RIDICULOUS THINGS I HAVE SAID TO STUDENTS LATELY
Remind me how I still have a job??? I work at a weird (read: awesome) school
- •"I'm really bad at forgiveness"To the whole class
- •"Sometimes I find myself having to prompt myself to ask other people questions like HOW SELF-CENTERED AM I THOUGH??"Again? To the whole class?
- •"Watch out - I puked a lot this weekend and if you annoy me I'm sure I could summon some up to projectile vomit AT YOU"Real. I said it. Disclaimer: I had a stomach bug that kept me home on Monday.
- •"THAT IS SO BALOGNA SANDWICHES"This is my way of saying BS without saying BS
- •At one point today I literally just growled at a class
- •"Did everything come out all right?"My fave question to ask kids when they come back from the bathroom. Because I'm a dad.
- •"A little overly confident?? YOUR HEAD IS SO BIG THAT I FEEL LIKE IT TAKES UP THE WHOLE ROOM. NONE OF THE REST OF US CAN EVEN BREATHE." *makes gasping sound*
- •"Aw poor white boy. Such white boy problems. Sad sad sad."

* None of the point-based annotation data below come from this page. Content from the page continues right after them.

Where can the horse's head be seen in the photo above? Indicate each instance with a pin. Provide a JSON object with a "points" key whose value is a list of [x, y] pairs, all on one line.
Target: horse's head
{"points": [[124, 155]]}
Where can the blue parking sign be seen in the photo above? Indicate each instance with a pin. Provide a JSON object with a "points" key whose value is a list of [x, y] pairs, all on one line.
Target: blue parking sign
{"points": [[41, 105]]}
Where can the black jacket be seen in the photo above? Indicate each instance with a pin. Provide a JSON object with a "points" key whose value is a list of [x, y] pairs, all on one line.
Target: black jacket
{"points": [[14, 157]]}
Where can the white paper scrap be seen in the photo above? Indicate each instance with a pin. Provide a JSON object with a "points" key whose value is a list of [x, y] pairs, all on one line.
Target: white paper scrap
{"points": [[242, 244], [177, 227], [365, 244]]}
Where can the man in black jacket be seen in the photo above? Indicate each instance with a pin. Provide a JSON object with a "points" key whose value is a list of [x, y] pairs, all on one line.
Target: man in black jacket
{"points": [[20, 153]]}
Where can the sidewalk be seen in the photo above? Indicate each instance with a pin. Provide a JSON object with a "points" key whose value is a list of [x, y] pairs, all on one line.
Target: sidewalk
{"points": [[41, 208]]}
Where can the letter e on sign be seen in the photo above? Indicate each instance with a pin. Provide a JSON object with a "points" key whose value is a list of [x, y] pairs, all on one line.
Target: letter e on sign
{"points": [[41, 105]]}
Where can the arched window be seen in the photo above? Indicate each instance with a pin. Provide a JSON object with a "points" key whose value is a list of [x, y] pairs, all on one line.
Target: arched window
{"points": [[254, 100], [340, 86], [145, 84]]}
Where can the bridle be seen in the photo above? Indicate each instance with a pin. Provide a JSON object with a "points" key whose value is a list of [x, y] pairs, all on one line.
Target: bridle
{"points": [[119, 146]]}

- •"I love love love you"Thankful that I get to say this to kids - especially since most of them don't hear it too often.
- •"If you compare grades I WILL give you a detention. I am so freakin serious right now."
- •"Teaching you guys is like teaching fifteen separate brick walls and it is terrible."PULLING TEETH I TELL YA
- •"Stop being such little punks I swear"
- •"Don't be a mile wide and an inch deep....Oh yeah, what's the metric equivalent? Ugh I dunno I can't math"Trying to encourage them to commit to a couple things wholeheartedly rather than attempting everything and doing them poorly.
- •"Taking four APs next year is literally the most idiotic idea."